Yet another release packed full of updates. See below to find out more!
Amazon Web Services Connector
At Nucleus, one of our guiding principles is to listen to our customers and build functionality that makes the vulnerability management lifecycle as quick and painless as possible so that more time can be spent on high-value tasks.
True to this principle, we’ve previously released two powerful connectors that integrate with Amazon Web Services (AWS), providing customers with vulnerability data identified by AWS Inspector, as well as synchronization with AWS EC2 instances so that you can keep on top of what your attack surface actually looks like. Since then we’ve been listening to your feedback on how you use these connectors so that we can make them even better than they already are.
Today we’re excited to announce a brand new connector called the Amazon Web Services connector which integrates our two previous connectors into a single authentication flow and will serve as the foundation for scaling out support for more AWS services in the future cough ECR is next cough cough. This connector is the latest step in our push towards making the ingestion of cloud asset and vulnerability data a quick and painless task.
With this release, the AWS connector becomes a single place for you to set up and manage access to all of your AWS accounts in your Nucleus project by leveraging cross-account IAM roles. IAM roles can be created directly in the AWS Console, or deployed using CloudFormation which we’ve provided a handy CloudFormation template for.
Once roles are deployed to your AWS accounts, you can then add role ARN’s directly in the connector setup page and Nucleus handles the rest!
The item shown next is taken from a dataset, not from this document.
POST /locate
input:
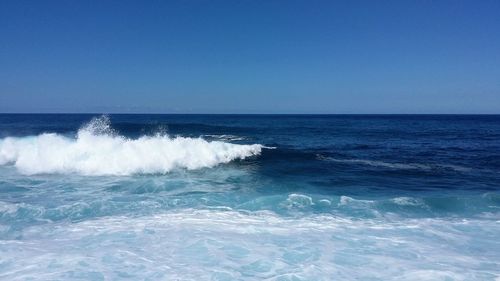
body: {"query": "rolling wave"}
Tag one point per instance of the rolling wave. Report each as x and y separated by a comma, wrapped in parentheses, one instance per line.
(98, 150)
For more information on setting up the new AWS connector as well as the CloudFormation template, see our help documentation here.
This connector also brings with it a number of enhancements to both our AWS Inspector and EC2 integrations.
You can now manage a single Asset Inventory Sync rule for all of your AWS accounts across all regions in your Nucleus project. Simply go to the Asset Inventory Sync tab of the Automation page and click Add Rule. Select your AWS connector, the regions, and accounts that you want to synchronize instances from, and hit Save & Finish.
The synchronization rule now also ingests all available metadata as Additional Metadata which can be viewed under the Asset Details page, as well as leveraged to construct powerful rules in the Nucleus Automation Engine:
The AWS Inspector integration has been turbocharged with new functionality and flexibility. You can now import vulnerability results by Scan, Target, or Template, as well as select the regions that you want to query and ingest data from:
Once you’ve chosen the import method and regions, you’re then presented with all available results across each account that you’ve set up in the connector, and can further filter by region and other information:
Please note that with this release we’ve deprecated the existing EC2 and Inspector connectors, as well as authentication via IAM access keys. They will be continued to be supported for existing customers during the transition period, but no new features will be released for the previous AWS EC2 or Inspector connectors.
Vulnerability Triggers in Automation Rules
We’ve been working hard behind the scenes to make the Nucleus Automation Engine even better than it already is. In this release we’ve updated the Vulnerability Processing, Ticketing & Issue Tracking, and Notifications rules so that they can be triggered based on more vulnerability conditions:
Complete list of changes and bug fixes…
- NEW There is a new Amazon Web Services connector that unifies EC2 and Inspector.
- NEW Authentication to AWS services is via cross-account roles.
- NEW You can now sync AWS EC2 assets from multiple regions and accounts using one rule.
- NEW You can now ingest AWS Inspector results by Scan, Target or Template.
- NEW You can now ingest AWS Inspector results from multiple regions and accounts in one place.
- UPDATE Additional Metadata is now populated for AWS EC2 instances.
- UPDATE Vulnerability triggers for applicable Automation rules have been expanded with more conditions.
- BUG FIX Fixes to the clarity of error messages.
- BUG FIX Fixed an issue concerning the ServiceNow Company field.
- BUG FIX Fixed an issue in the Vulnerability Details Excel report where asset filters were not applied in certain situations.
- BUG FIX Fixed an issue where the Microsoft Defender machine Id was not available as asset criteria in automation rules.
- BUG FIX Fixed an issue where the trends page would not correctly filter the date range in certain situations.
- BUG FIX Fixed an issue where the Qualys connector would only import the first 1000 tags.
- BUG FIX Fixed an issue where intermediary and root certificates were shown on the Certificates Summary page.
- BUG FIX Fixed an issue where open ports were imported twice from the Qualys connector in certain situations.
- BUG FIX Fixed an issue where the last seen filter on the Active Vulnerabilities page was not including vulnerabilities from the same day.
- BUG FIX Fixed an issue where the Microsoft Defender connector would timeout for extremely large scans.
- BUG FIX Fixed an issue where the PCI Executive Report would show an incorrect finding compliance status.